Conditions had improved little in over 130 Anger finally exploded. Prison guards were taken hostage.
(Archival) GOVERNMENT SPOKESMAN v/o:
Five officers were forcibly removed to the exercise yard and held as hostages at knife point.
CHRIS TAYLOR:
Now if there had been a riot 100 years earlier the ringleaders would’ve ended up here, strapped to the flogging post. Funnily enough flogging wasn’t just unpopular with the prisoners here. On one occasion back in 1853 authorities couldn’t find anyone willing to wield the whip, which must have made one convict pretty happy. Mind you the last flogging that took place here was in 1943.
The gallows lasted much longer. In 1964 serial killer Eric Cook took the one minute walk from the condemned cell to this spot here. He was the last man hanged in Western Australia. He was then buried in the same grave as Martha Rendell who is the only woman ever to be hanged here back in 1909.
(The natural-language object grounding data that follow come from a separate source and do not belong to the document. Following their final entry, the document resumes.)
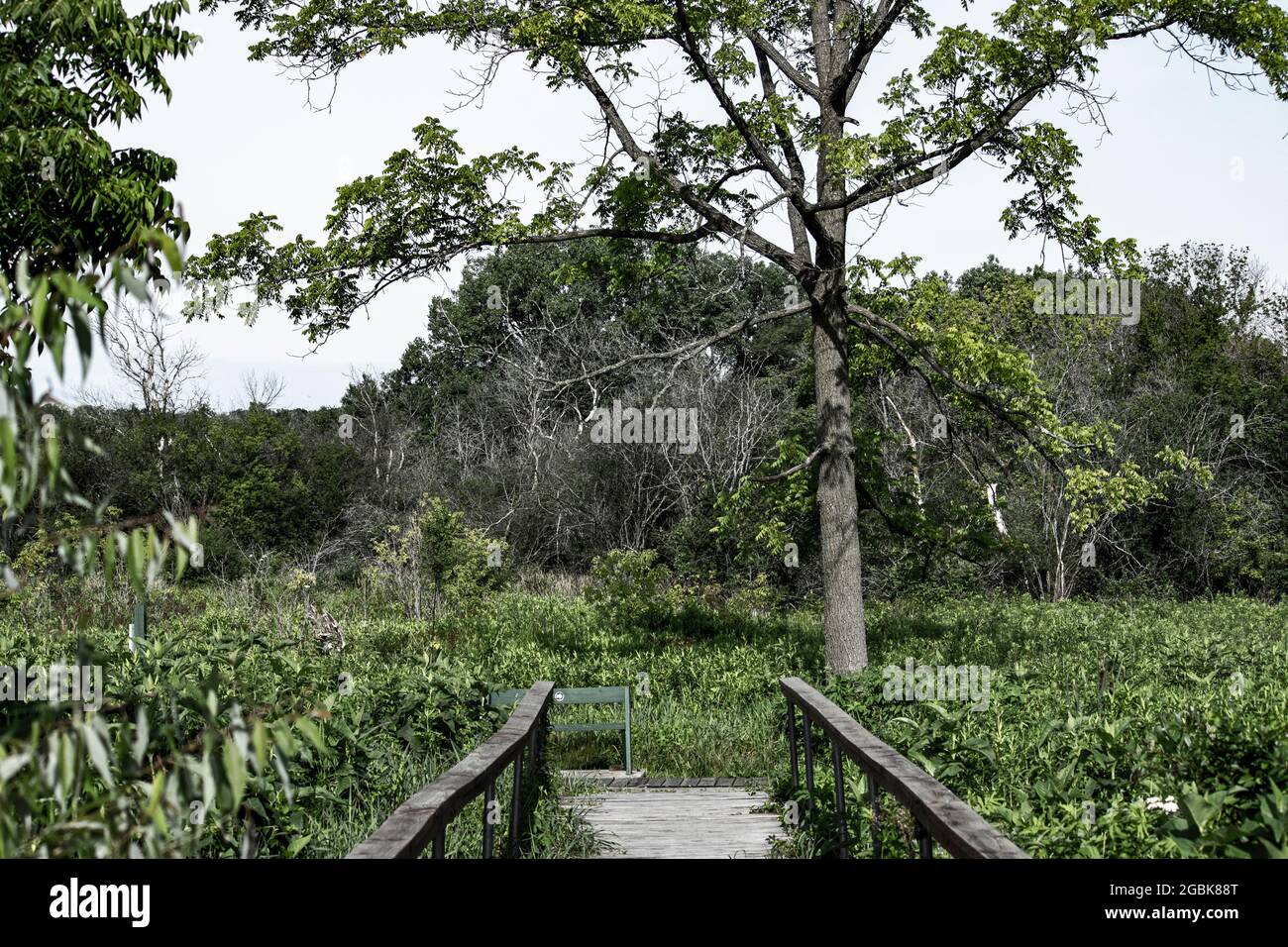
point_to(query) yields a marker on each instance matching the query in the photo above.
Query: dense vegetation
(1094, 509)
(1164, 718)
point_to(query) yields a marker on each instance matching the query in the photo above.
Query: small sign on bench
(567, 696)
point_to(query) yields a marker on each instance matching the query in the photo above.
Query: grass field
(1093, 710)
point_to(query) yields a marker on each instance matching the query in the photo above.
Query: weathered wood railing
(939, 815)
(424, 817)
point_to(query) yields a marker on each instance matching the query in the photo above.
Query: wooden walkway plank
(708, 822)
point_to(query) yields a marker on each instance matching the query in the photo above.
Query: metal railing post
(515, 804)
(838, 777)
(791, 746)
(875, 800)
(809, 759)
(488, 797)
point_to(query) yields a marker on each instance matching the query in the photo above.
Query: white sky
(245, 141)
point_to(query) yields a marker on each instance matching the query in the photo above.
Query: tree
(147, 355)
(80, 219)
(790, 137)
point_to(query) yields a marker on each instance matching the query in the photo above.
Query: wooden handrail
(424, 817)
(962, 831)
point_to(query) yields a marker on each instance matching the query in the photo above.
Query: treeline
(1184, 410)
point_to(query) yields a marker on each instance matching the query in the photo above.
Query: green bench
(567, 696)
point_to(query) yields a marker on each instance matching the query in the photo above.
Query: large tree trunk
(844, 631)
(845, 639)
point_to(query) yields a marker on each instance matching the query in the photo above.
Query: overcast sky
(1179, 163)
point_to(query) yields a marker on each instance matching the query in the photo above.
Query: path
(683, 822)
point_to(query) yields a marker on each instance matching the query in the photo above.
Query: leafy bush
(629, 589)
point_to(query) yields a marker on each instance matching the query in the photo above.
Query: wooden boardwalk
(684, 822)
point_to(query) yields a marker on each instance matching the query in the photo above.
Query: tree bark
(844, 631)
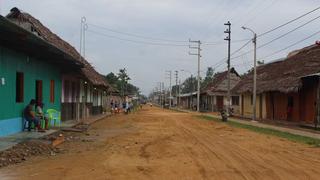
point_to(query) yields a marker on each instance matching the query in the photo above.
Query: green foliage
(208, 78)
(121, 82)
(292, 137)
(189, 85)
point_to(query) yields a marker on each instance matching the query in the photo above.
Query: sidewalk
(298, 131)
(11, 140)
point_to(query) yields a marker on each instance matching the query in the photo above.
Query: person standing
(29, 115)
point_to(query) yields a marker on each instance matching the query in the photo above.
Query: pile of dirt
(22, 151)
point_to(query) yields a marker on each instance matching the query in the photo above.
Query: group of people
(126, 107)
(33, 113)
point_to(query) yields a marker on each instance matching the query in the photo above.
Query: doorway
(39, 96)
(220, 103)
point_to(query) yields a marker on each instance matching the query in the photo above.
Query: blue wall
(34, 69)
(10, 126)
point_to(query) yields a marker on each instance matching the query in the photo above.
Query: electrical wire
(137, 41)
(275, 39)
(282, 25)
(136, 35)
(293, 44)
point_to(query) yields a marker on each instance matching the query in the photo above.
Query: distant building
(287, 90)
(214, 97)
(37, 64)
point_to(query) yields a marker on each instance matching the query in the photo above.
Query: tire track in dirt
(241, 154)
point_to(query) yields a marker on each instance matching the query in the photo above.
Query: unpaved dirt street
(158, 144)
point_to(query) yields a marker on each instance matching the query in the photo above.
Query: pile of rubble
(22, 151)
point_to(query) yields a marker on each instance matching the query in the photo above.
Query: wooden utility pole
(228, 38)
(170, 88)
(199, 56)
(177, 88)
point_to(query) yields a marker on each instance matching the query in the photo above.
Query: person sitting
(112, 106)
(40, 115)
(29, 115)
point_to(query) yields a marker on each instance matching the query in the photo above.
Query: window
(66, 91)
(290, 101)
(235, 100)
(52, 91)
(39, 94)
(19, 87)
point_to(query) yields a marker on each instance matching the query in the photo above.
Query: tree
(121, 82)
(111, 78)
(189, 85)
(209, 77)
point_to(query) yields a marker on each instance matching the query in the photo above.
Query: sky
(150, 37)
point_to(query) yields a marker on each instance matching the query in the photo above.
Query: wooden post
(317, 113)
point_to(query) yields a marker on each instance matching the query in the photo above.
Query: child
(40, 114)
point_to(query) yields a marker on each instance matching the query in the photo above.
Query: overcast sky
(174, 20)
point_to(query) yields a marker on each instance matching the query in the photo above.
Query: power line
(298, 42)
(280, 26)
(136, 35)
(279, 37)
(220, 62)
(137, 41)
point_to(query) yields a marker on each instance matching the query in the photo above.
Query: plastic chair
(54, 117)
(26, 124)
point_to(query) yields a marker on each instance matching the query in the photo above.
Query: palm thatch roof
(24, 19)
(219, 82)
(283, 76)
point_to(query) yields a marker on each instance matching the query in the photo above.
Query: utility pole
(170, 95)
(164, 95)
(177, 88)
(254, 40)
(228, 38)
(83, 28)
(179, 104)
(160, 94)
(199, 56)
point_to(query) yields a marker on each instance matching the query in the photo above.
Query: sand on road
(162, 144)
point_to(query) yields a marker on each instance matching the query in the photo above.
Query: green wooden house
(30, 68)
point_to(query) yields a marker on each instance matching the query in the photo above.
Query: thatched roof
(283, 76)
(43, 32)
(219, 82)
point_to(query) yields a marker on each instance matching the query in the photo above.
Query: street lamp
(192, 86)
(254, 40)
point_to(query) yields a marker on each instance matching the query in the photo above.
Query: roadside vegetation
(292, 137)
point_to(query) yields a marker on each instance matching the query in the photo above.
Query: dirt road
(158, 144)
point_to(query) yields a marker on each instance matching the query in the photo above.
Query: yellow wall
(247, 107)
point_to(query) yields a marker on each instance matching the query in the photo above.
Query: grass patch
(292, 137)
(177, 110)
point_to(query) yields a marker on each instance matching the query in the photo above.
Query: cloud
(169, 19)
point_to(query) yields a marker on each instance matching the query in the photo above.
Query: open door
(219, 103)
(39, 91)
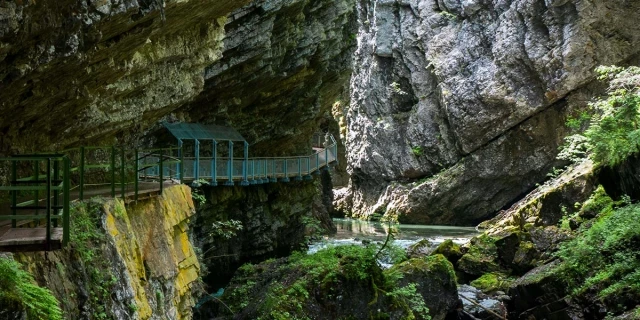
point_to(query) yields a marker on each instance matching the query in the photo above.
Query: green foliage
(575, 148)
(225, 229)
(305, 276)
(598, 202)
(604, 259)
(87, 239)
(491, 282)
(577, 122)
(196, 192)
(18, 288)
(614, 133)
(417, 151)
(395, 88)
(411, 300)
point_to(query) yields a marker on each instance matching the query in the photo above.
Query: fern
(18, 285)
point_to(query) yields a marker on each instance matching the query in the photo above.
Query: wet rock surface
(468, 99)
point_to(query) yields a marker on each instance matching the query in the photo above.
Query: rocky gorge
(446, 111)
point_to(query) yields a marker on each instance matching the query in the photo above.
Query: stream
(352, 231)
(360, 232)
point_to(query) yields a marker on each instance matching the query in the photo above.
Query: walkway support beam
(181, 164)
(230, 166)
(245, 165)
(214, 164)
(136, 164)
(81, 173)
(161, 170)
(113, 171)
(66, 199)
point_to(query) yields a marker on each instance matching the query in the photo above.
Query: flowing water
(352, 231)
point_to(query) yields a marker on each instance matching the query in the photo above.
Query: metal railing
(35, 179)
(259, 170)
(120, 170)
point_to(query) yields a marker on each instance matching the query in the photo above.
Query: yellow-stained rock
(151, 238)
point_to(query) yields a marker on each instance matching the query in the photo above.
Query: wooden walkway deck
(29, 236)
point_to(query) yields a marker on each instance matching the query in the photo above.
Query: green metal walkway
(35, 201)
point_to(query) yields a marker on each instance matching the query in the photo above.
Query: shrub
(614, 133)
(604, 258)
(17, 287)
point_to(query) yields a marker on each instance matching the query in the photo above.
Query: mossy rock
(436, 282)
(492, 282)
(449, 250)
(481, 257)
(526, 257)
(420, 249)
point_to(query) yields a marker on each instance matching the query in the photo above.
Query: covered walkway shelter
(206, 152)
(205, 160)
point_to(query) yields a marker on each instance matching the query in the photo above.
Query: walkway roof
(196, 131)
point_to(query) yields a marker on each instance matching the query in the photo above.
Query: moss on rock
(491, 282)
(481, 257)
(449, 250)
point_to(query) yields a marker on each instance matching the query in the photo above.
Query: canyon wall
(458, 107)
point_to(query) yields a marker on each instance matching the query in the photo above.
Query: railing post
(56, 192)
(14, 193)
(245, 165)
(299, 177)
(81, 173)
(196, 165)
(274, 175)
(122, 178)
(230, 166)
(286, 171)
(66, 199)
(214, 164)
(113, 171)
(181, 161)
(161, 170)
(137, 177)
(48, 201)
(36, 177)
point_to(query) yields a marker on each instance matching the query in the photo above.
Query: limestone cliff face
(467, 99)
(137, 262)
(285, 63)
(274, 218)
(87, 71)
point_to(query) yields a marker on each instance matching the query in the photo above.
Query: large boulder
(538, 293)
(449, 250)
(436, 283)
(341, 282)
Prison legend has it that her ghostly image appears on one of the windows in the chapel, watching over the prison. Although you can see it from the outside, you can’t see it from the inside. Any prisoner worth his salt dreams of escaping by digging a tunnel. Fremantle Prison has its very own.
The prison is built on a huge limestone rock. And where there’s limestone, there’s water. For many years these tunnels took clean water from the underground aquifers to supply Fremantle. They stretch for about a kilometre, all dug by prisoners, by hand.
Singer Bon Scott’s brief stay here as a teenager may have inspired AC/DC’s hit song, ‘Jail Break’. He was one of many artistic inmates.
Perhaps the most unusual was convict 3176, the forger James Walsh. All the images you can see on the wall of his cell here were drawn from memory in around 1856. They were discovered nearly 100 years when a cleaner accidentally knocked some whitewash off the wall. You can see here that he’s written ‘blessed is the man that walketh not in the counsel of the ungodly’.
Wise words but not enough to prevent him from being sent back down three years later – for forgery.
Fremantle Prison is our best preserved convict-built prison. It’s a link with the dying days of transportation and that makes it a National Treasure.